Certain segments of social media were dominated this spring by the daily courtroom duels between the teams of Amber Heard and her ex-husband Johnny Depp in the epic defamation trial between them. In brief, Depp sued Heard over her public allegations that he abused her (and Heard counter-sued). Celebrity gossip is, of course, routine grist for the social media mill. But what is particularly striking about the response to these lurid tales is what it reveals about how society responds to allegations of sexual abuse.
Striking, I say, but not perhaps surprising, for despite the seemingly immense momentum of the #MeToo movement over the last few years, Depp’s vehement supporters vastly outnumber Heard’s sympathizers. The star’s fans not only pledge their ardent loyalty to him, but also find even the smallest of reasons to belittle, demean, and defame Amber Heard for speaking up. Indeed, if one were to judge the case by how it is portrayed on social media, Depp is made to be the victim and Heard the abuser, rather than the other way around. In short, in the eyes of the fans, Heard must be lying.

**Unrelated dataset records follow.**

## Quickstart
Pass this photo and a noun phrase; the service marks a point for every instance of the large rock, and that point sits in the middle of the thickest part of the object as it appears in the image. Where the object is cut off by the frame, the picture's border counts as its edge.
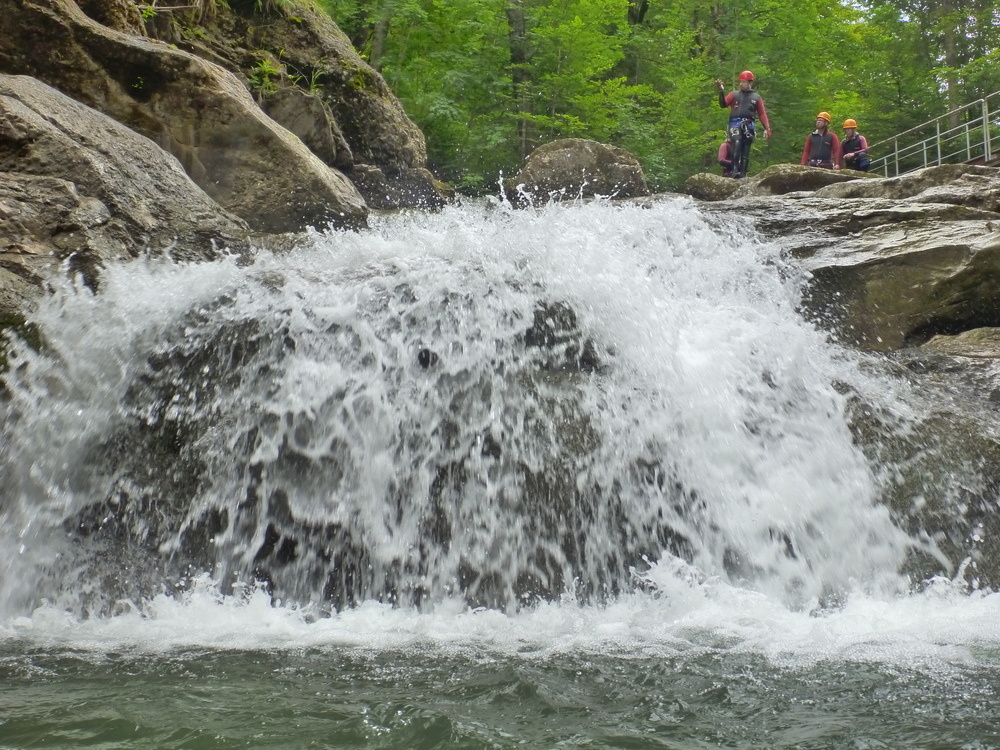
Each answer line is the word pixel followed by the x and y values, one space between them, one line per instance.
pixel 977 343
pixel 577 168
pixel 304 48
pixel 710 187
pixel 781 179
pixel 961 184
pixel 890 266
pixel 308 117
pixel 898 284
pixel 77 185
pixel 196 110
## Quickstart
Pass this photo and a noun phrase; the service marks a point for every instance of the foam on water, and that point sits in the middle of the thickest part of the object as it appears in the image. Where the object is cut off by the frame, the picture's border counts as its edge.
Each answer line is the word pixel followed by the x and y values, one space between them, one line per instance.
pixel 939 631
pixel 710 379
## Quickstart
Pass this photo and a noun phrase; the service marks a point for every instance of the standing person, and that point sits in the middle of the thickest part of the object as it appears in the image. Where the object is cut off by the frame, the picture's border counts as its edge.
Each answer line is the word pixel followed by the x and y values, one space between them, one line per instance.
pixel 745 106
pixel 822 147
pixel 854 148
pixel 726 158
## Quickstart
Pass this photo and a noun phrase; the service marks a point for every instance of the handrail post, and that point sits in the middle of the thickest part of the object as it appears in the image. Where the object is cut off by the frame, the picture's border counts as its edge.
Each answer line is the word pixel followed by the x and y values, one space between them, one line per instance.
pixel 987 155
pixel 937 139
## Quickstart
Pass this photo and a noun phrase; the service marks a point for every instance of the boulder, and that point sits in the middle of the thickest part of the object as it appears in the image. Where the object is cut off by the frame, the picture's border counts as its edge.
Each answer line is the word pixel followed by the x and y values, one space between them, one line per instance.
pixel 308 117
pixel 414 188
pixel 888 266
pixel 895 285
pixel 977 343
pixel 77 185
pixel 781 179
pixel 706 186
pixel 577 168
pixel 307 52
pixel 961 184
pixel 198 111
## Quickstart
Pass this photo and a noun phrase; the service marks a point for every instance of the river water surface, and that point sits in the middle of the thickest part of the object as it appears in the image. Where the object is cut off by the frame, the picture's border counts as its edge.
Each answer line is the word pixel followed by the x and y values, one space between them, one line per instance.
pixel 581 476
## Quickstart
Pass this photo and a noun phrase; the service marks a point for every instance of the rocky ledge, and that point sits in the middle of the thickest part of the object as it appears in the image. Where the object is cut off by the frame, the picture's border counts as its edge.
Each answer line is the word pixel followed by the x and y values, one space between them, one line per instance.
pixel 894 262
pixel 186 129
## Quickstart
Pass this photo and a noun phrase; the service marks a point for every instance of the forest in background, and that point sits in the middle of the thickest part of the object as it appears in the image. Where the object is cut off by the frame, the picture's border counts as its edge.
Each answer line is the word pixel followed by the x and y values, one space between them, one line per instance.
pixel 488 80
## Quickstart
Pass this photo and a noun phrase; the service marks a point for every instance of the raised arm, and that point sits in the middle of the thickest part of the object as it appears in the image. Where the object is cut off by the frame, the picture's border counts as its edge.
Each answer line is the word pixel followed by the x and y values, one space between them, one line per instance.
pixel 762 115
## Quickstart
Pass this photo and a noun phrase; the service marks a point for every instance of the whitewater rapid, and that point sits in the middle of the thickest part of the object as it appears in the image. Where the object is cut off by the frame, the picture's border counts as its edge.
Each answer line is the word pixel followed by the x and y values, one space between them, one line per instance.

I do not intend here to weigh the details of the case; suffice it to say that neither party was a saintly partner in their marriage. Instead, what I want to consider is why there is such a strong impulse for so many to seek to defend Depp and defame Heard. When someone brings forward a claim to have been abused, why is our first impulse to disbelieve them? Why do we defend the honor of the abuser ahead of the dignity of the abuser? These are questions that the Church has been asking herself a lot over the last twenty years.
We like to think that we have finally flipped the script when it comes to charges of sexual abuse at the hands of priests, where we put the dignity of the victims ahead of the impulse to “protect” the Church’s reputation. But the social media response to the Depp-Heard trial tells us that whatever lessons we might have learned about how to respond to abuse within the Church’s hallowed walls have not yet spread to our wider psyche.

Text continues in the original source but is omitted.